The men nodded, and the leaves festooned to their helmets trembled in the moonlight.
“Any questions?” Bannon asked.
“Nope,” said McGurk.
Private Worthington shook his head.
Frankie La Barbara was all alone on his knees in the bottom of his foxhole. Bannon hadn't returned from his inspection yet and Frankie's hands were clasped together in prayer. His eyes squinched shut and his lips moved like two squirming worms as he whispered: “Oh Lord, I don't know if I believe in you or not, but if you're there, please get me through the next attack in one piece, okay? If you do, I promise I'll go to confession right after the attack, and then I'll go to Mass every Sunday for as long as I live. I won't gamble or use bad language anymore, and I won't fuck any more nurses whether they're married or not. Okay?”

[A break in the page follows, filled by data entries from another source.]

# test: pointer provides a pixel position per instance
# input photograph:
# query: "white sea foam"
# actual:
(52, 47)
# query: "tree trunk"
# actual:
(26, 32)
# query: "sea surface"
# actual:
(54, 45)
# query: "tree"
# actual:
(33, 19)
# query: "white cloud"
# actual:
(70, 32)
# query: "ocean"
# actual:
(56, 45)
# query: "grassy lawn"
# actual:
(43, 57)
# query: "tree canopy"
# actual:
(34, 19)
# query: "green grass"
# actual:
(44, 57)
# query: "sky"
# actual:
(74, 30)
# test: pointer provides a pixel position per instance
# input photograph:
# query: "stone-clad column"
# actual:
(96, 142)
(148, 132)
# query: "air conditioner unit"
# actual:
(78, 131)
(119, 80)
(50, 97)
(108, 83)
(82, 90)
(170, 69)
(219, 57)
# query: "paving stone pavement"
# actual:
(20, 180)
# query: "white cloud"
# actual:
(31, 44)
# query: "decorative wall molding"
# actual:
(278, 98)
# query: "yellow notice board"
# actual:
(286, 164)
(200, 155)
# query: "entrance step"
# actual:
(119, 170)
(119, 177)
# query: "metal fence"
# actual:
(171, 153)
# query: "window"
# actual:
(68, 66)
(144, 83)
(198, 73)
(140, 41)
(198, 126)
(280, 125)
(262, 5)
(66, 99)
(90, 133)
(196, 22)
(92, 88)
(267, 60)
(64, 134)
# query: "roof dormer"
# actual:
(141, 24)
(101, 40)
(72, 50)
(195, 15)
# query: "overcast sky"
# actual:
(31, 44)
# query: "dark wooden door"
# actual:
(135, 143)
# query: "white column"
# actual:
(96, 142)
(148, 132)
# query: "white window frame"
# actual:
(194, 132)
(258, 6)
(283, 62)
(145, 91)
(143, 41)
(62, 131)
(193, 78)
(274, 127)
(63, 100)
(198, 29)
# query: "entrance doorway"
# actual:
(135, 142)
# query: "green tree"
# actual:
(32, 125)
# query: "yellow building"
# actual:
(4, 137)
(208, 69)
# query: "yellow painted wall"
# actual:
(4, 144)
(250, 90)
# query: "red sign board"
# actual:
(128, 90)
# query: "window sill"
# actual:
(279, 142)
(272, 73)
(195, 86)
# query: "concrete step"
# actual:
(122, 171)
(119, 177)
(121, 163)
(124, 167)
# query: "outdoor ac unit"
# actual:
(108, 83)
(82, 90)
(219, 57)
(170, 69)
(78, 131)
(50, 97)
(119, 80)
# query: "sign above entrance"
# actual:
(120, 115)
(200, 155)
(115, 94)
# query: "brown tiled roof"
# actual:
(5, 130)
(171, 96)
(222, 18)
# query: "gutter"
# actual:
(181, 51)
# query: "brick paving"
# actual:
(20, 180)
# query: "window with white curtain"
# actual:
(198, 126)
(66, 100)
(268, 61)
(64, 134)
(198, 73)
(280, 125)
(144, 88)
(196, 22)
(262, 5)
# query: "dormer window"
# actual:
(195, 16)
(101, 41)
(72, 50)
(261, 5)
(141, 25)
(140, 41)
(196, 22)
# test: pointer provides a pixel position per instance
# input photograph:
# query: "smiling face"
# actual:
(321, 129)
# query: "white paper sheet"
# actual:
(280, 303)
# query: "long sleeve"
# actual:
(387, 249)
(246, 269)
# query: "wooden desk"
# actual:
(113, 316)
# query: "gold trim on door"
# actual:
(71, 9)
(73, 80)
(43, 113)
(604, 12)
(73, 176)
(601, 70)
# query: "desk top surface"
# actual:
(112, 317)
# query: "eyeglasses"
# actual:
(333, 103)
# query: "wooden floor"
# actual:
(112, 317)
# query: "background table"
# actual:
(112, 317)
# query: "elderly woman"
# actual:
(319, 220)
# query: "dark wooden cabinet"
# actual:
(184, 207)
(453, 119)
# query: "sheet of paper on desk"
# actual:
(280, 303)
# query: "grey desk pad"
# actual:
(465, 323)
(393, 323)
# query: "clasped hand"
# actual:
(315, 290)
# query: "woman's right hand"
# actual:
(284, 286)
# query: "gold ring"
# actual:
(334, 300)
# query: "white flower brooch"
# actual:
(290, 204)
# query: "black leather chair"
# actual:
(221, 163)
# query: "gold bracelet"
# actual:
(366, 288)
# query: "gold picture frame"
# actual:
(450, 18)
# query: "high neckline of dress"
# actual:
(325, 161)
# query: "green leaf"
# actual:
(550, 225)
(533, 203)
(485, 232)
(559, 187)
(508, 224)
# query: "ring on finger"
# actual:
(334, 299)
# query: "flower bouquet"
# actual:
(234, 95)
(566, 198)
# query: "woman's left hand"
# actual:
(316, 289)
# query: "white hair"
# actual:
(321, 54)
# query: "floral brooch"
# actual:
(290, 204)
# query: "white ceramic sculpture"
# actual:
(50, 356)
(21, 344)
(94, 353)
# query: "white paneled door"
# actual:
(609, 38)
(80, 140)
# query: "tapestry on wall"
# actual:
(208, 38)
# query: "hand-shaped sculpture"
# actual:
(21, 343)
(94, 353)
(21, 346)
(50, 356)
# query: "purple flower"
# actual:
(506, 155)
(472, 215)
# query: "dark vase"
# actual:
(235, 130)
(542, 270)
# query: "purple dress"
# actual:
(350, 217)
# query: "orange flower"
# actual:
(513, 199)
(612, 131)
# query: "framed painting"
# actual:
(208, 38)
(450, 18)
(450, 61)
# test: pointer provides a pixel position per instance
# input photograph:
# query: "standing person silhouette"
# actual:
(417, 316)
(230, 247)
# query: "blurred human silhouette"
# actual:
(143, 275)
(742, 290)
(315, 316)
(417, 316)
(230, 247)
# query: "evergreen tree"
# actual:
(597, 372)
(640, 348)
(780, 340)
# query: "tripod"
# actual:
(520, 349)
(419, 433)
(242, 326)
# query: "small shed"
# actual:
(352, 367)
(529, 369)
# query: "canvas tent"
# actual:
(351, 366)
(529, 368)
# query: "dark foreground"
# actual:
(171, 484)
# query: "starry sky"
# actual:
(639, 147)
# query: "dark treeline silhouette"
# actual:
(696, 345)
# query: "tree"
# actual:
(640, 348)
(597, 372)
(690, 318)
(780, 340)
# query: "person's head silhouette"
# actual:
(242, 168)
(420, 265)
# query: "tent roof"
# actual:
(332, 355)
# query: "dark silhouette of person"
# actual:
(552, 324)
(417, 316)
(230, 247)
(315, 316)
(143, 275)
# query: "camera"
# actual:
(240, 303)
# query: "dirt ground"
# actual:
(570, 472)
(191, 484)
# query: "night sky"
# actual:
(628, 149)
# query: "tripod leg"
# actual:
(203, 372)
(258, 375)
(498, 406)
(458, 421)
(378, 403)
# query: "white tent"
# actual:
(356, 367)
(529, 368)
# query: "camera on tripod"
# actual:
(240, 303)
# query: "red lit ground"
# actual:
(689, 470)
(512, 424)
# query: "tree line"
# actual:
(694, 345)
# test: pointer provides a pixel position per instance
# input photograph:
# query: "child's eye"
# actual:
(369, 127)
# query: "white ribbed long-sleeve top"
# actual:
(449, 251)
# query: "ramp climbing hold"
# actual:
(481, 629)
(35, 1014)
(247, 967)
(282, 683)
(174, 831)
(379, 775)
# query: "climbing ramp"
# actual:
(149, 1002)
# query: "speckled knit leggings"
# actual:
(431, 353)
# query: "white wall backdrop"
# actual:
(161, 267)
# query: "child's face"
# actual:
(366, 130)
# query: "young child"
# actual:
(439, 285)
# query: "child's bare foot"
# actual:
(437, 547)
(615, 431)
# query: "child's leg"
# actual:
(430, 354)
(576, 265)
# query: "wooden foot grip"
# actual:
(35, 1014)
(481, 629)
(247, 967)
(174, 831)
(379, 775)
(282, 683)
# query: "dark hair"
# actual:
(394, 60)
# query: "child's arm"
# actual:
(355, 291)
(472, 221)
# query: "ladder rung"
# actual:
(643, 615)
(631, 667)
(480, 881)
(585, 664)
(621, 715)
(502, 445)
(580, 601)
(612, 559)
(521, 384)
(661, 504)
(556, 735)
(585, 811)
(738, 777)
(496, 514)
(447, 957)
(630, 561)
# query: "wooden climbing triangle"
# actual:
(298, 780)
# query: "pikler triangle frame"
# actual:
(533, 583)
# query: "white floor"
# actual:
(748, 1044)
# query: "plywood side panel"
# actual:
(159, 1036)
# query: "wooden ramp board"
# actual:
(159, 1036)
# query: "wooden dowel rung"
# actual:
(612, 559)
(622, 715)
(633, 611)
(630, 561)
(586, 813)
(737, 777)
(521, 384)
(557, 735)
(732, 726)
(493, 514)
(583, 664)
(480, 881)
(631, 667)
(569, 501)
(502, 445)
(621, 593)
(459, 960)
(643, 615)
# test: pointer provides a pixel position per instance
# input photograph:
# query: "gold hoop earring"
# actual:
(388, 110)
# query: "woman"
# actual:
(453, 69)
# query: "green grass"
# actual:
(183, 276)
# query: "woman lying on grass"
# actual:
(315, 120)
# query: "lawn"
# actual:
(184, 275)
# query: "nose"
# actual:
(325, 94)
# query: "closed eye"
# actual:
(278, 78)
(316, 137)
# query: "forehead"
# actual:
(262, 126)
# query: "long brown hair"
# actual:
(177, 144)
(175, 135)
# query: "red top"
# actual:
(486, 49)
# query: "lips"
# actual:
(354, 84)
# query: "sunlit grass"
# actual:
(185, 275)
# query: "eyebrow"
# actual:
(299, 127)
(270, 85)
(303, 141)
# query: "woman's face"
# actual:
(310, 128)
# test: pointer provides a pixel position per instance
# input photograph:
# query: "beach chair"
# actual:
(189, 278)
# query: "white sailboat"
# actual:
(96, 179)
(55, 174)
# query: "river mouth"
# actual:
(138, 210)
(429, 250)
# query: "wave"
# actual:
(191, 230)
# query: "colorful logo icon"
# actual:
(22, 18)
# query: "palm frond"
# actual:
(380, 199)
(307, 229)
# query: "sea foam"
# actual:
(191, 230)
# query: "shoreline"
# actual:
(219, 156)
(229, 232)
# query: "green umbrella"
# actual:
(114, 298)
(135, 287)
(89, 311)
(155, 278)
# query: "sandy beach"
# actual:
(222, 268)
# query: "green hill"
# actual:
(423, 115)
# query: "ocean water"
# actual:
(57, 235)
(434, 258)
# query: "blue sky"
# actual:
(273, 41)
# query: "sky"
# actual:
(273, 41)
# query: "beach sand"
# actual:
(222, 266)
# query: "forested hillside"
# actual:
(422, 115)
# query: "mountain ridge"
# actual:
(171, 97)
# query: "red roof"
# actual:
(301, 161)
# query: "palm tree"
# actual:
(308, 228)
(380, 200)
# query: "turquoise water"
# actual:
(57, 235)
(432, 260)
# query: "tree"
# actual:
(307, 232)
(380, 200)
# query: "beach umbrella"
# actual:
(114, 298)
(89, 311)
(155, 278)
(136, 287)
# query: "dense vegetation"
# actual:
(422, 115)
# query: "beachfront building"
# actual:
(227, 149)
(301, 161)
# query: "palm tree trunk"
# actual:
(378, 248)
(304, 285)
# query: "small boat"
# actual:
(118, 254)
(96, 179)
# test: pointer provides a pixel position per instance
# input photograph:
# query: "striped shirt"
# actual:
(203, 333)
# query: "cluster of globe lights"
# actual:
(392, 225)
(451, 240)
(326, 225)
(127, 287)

Frankie listened for the voice of God, but heard nothing except the nightbirds and monkeys. He clasped his hands tighter and was about to pray more, when he heard the crack of a twig nearby. He dived onto his M 1 rifle and pointed it in the direction of the sound.
“Halt—who goes there!” he shouted.
A rotund figure emerged out of the darkness. “What the hell were you doing in there, praying?”
The voice was deep and hoarse, and Frankie La Barbara would know it anywhere. It was the voice of Colonel Bob Hutchins, the commanding officer of the Twenty-third Infantry Regiment. Frankie looked up at him, amazed to see the colonel so close to him.
Colonel Hutchins carried a Thompson submachine gun in his right hand, and wore his helmet low over his eyes. His big pot belly hung over his cartridge belt and his eyes gleamed out of the darkness.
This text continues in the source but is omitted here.